Nomoko has created a photogrammetric 3D model of the community center, a so-called digital twin, as part of the planning work. The model is based on high-resolution photos that Nomoko took with camera drones. The HSLU team is exploring the collaborative interface potential of Nomoko's digital twins with location-based and mobile AR applications. The idea is to be able to view different construction methods and typologies on site in AR linked with information and representations from the digital twin. Likewise, in the interactive AR environment, viewers can participatively "build" their own buildings in a modular way to independently design and discuss different variants.
So far, the two areas of digital twins and augmented reality have been developed and researched in the context of urban planning processes primarily independently and in isolation from each other.

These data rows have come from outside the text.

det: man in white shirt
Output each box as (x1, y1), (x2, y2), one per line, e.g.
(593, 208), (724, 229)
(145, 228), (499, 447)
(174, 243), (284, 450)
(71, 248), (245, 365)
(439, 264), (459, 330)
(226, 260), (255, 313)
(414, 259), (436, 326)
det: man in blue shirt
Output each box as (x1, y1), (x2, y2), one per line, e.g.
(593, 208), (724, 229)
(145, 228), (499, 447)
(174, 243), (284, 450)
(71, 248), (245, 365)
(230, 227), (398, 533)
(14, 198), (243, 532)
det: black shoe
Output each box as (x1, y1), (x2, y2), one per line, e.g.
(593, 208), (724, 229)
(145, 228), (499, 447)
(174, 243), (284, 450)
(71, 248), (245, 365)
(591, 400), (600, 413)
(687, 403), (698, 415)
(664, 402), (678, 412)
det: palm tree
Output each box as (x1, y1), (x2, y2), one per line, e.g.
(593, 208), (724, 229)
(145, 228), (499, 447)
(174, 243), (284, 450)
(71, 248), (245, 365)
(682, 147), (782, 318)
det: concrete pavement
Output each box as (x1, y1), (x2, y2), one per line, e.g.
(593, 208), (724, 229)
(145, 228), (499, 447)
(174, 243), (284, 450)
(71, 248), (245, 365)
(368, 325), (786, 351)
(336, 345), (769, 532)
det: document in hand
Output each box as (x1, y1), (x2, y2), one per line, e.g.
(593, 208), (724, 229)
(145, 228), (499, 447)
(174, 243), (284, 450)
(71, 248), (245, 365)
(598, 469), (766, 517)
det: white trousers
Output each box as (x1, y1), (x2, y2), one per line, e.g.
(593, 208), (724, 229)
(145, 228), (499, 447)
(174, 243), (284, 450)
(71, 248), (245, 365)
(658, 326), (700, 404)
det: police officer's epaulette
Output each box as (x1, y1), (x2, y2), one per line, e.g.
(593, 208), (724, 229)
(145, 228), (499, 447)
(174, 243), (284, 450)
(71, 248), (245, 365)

In addition, previous methods of participatory planning processes in urban and community development have mostly relied either on on-site and analog processes, or on online processes that enable participation independent of location and time. Integrated systems, on the other hand, are used less frequently. The bundling of the expertise of Nomoko (digital twins) and the Lucerne University of Applied Sciences and Arts (AR) makes it possible to evaluate the interface of these two emerging technologies in a first practice-oriented feasibility study.